The Telegraph
Sunday , February 2 , 2014
CIMA Gallary

Doctor with ‘trademark’ crutches

He is at work by 10am six days a week, and sometimes even on Sundays. For the next nine hours or so, he is busy treating at least 30 patients besides going on rounds of the wards. A life in the day of any busy doctor? Only, Rahul Jain, consultant physician and diabetologist at Belle Vue Clinic, is a cancer survivor and a left-leg amputee.

Ten years ago, life wasn’t the same for Jain, confined to bed after his amputation surgery. Today, he is proud of his crutches! “They are my trademark,” smiles the doctor.

But it wasn’t easy for a person who loved going on long walks. “That was a very difficult time. At times I thought I would change my profession since I couldn’t even get up from bed. My family, especially my wife, stood by me like a rock,” Jain said.

What started as a slight knee pain around November 2003 soon changed Jain’s life. Within a week, the pain became so intense that it became difficult to walk. An X-ray showed a tumour in the left femur and Jain was almost sure of a cancer diagnosis. His worst fears were confirmed after family doctor Naseer Iqbal referred him to Shaikh Hassan Iqbal, an orthopaedic surgeon. “I was left with two options — limb salvage or amputation. I opted for the latter,” Jain said. Both doctors were godsend! They would always encourage me.”

On January 3, 2004, Jain underwent surgery and was advised bed rest for months.

But a year later, he was back at work. The authorities at Belle Vue Clinic gave him his first break in 2005. The very next year Jain became the first doctor to detect an outbreak of chikungunya in the city after 35 years. “A college student came to me with fever. When I wrote ‘chikungunya’ on his prescription, even the staff at Belle Vue didn’t know what it was. In the following three-four months, several cases were diagnosed,” he recalled.

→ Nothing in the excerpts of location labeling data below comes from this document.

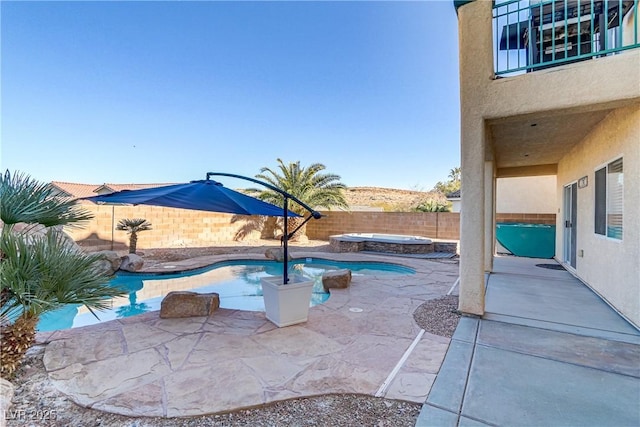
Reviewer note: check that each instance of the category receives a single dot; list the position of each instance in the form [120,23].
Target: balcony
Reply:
[531,35]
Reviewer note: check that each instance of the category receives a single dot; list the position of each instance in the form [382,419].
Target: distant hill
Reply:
[387,199]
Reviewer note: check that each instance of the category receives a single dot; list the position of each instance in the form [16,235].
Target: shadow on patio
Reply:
[548,351]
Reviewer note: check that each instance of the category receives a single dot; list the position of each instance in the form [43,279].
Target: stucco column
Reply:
[489,216]
[476,71]
[472,219]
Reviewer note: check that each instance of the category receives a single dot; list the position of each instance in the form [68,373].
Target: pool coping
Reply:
[237,359]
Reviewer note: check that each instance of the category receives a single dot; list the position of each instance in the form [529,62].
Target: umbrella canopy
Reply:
[203,195]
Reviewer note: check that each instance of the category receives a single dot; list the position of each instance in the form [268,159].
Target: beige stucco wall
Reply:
[531,194]
[598,85]
[610,267]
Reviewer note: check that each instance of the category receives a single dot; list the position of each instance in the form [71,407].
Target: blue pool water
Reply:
[237,283]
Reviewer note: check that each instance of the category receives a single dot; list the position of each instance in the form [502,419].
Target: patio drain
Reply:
[551,266]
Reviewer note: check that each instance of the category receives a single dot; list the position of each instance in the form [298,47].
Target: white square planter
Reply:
[288,304]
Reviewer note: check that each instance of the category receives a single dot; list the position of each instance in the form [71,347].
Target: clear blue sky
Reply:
[140,92]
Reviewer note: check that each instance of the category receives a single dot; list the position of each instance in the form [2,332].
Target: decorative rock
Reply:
[6,395]
[188,304]
[276,254]
[336,279]
[108,263]
[131,262]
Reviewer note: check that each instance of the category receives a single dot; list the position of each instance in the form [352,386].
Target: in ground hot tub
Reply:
[374,242]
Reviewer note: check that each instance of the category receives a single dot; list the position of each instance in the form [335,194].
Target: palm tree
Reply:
[309,185]
[133,227]
[40,271]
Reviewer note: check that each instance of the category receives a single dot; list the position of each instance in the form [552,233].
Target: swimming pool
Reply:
[237,282]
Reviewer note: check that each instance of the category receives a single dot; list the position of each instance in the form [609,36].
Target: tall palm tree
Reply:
[40,272]
[309,185]
[133,227]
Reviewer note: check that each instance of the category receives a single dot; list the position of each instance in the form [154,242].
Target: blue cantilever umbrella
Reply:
[209,195]
[203,195]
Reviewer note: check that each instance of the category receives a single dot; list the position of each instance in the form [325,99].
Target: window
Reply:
[609,200]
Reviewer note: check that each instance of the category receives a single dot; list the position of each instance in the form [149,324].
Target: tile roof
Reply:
[77,190]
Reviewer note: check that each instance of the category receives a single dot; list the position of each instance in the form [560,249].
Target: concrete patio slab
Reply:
[549,352]
[508,388]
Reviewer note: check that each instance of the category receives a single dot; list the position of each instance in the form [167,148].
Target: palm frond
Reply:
[23,199]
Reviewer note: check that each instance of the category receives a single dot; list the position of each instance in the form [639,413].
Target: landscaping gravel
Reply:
[438,316]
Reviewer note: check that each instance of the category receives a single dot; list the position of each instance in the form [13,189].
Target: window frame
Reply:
[607,194]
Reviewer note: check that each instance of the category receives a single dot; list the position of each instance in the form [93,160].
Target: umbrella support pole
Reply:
[285,247]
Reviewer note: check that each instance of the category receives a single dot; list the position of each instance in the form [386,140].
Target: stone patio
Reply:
[147,366]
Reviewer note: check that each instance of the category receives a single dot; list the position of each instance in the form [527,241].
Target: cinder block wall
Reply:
[171,228]
[175,228]
[438,225]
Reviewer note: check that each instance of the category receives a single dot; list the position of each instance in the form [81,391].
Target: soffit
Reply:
[539,140]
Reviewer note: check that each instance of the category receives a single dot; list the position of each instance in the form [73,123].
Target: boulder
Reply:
[276,254]
[188,304]
[336,279]
[131,262]
[108,262]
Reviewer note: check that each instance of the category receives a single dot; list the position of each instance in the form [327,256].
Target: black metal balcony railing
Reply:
[531,35]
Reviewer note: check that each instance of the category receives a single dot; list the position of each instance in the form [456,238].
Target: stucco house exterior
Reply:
[553,88]
[532,195]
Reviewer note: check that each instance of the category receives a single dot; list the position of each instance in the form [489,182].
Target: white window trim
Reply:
[597,168]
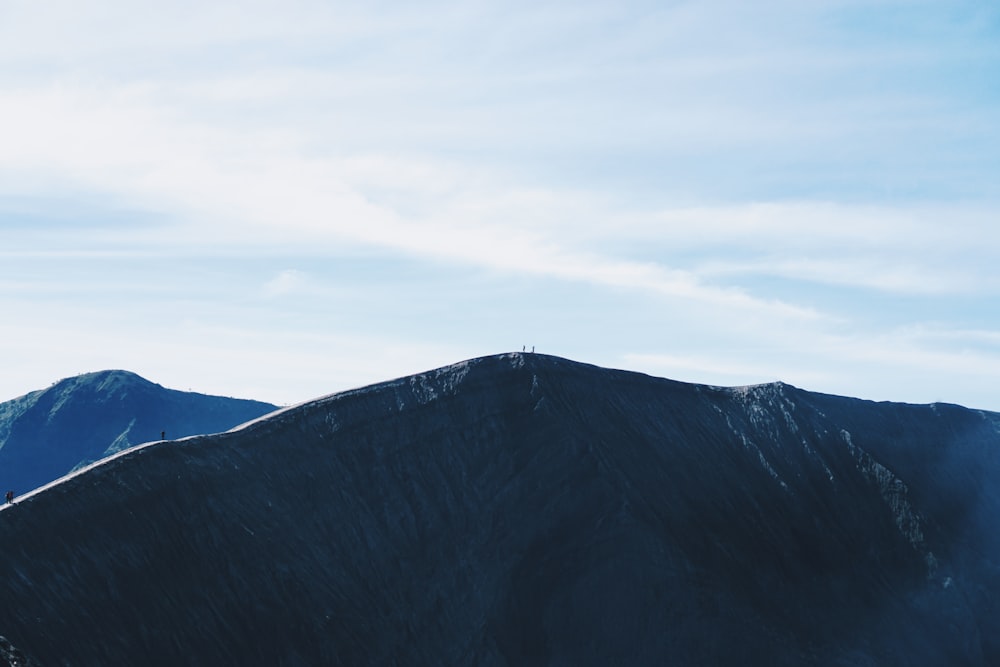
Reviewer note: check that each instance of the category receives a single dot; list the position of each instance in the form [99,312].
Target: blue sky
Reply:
[282,200]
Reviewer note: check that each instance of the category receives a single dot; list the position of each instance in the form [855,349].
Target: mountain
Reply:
[47,433]
[523,509]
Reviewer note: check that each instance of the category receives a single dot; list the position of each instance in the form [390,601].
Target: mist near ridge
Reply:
[526,510]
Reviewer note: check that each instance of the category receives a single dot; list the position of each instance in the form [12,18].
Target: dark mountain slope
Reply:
[525,510]
[45,434]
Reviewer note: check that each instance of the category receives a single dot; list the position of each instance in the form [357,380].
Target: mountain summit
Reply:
[522,509]
[45,434]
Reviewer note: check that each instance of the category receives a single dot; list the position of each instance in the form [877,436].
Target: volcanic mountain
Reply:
[47,433]
[522,509]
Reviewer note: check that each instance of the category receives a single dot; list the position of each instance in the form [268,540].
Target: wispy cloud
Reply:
[693,187]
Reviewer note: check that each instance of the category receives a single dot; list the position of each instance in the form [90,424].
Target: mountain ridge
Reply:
[49,432]
[524,509]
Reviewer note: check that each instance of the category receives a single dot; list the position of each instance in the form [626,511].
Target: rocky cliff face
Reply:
[47,433]
[526,510]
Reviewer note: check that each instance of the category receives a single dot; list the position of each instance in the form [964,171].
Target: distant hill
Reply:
[526,510]
[47,433]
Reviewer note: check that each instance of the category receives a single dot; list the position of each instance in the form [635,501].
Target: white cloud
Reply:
[286,282]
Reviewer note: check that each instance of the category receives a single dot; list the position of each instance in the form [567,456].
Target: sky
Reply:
[281,200]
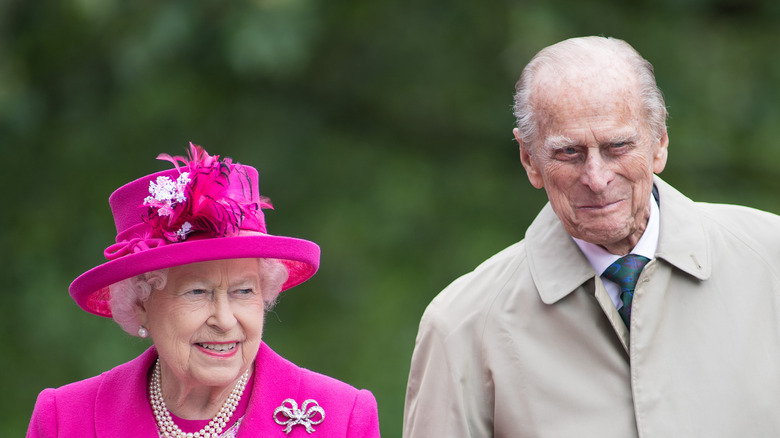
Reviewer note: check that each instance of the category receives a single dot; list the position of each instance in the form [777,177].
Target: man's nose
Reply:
[597,173]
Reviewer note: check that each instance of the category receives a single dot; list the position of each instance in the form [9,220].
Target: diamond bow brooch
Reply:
[306,416]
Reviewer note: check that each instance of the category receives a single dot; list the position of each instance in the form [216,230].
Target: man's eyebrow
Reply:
[623,137]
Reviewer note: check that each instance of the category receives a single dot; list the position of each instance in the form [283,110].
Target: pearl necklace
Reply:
[169,429]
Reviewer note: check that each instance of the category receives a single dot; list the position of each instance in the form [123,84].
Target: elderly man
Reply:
[554,336]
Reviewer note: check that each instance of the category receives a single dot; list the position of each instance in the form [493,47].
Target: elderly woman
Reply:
[194,270]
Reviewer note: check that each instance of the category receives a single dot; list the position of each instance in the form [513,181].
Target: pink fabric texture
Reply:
[115,403]
[222,201]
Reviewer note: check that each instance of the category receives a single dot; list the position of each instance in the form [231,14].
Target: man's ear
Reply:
[534,175]
[661,153]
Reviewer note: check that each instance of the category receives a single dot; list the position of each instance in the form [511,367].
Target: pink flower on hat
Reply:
[201,200]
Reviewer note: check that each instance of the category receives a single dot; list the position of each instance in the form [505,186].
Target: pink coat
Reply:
[115,404]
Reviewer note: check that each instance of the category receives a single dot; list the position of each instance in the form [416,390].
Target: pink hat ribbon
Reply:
[210,198]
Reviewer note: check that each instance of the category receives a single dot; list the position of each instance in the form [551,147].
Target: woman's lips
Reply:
[220,349]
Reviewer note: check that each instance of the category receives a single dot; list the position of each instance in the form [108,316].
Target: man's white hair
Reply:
[579,54]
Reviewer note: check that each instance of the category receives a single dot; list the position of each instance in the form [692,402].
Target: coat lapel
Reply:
[121,405]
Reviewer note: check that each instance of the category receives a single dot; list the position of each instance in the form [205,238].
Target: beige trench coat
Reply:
[530,345]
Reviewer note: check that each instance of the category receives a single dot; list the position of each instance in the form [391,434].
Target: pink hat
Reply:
[205,209]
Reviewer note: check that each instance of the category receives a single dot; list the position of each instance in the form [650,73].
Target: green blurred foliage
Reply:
[382,131]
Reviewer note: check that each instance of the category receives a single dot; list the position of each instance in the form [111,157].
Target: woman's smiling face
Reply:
[207,322]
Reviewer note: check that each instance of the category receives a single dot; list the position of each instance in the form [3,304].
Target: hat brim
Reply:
[300,257]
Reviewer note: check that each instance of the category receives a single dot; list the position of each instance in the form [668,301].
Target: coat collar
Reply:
[558,267]
[122,406]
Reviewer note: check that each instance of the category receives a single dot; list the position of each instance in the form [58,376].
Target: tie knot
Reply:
[625,271]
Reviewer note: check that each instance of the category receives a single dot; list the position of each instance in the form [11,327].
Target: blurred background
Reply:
[381,130]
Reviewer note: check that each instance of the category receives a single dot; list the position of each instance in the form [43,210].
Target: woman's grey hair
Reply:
[127,294]
[577,53]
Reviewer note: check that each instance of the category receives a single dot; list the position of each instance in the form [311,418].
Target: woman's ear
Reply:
[141,315]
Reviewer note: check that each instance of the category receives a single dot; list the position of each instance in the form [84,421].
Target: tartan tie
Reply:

The other turning point in Jain’s life came in 2010 when he joined RG Kar medical college to do his MD, egged on by his teacher Apurba Mukherjee. “Disability comes with physical limitations and it is like a little Mt. Everest in your mind that you have to climb everyday!” Jain said.

As a doctor, Jain often comes across patients with disability or cancer. “Cancer is a dreadful disease. I am a doctor but it still scares me! But when I speak to my patients, there’s a sense of fulfilment. As doctors we don’t have control over a patient’s destiny but with the knowledge I have gathered I am empowered to help. There can’t be a greater incentive than easing someone’s pain,” smiles the 38-year-old.

If something hasn’t changed in Jain’s life, that’s his passion for photography and reading.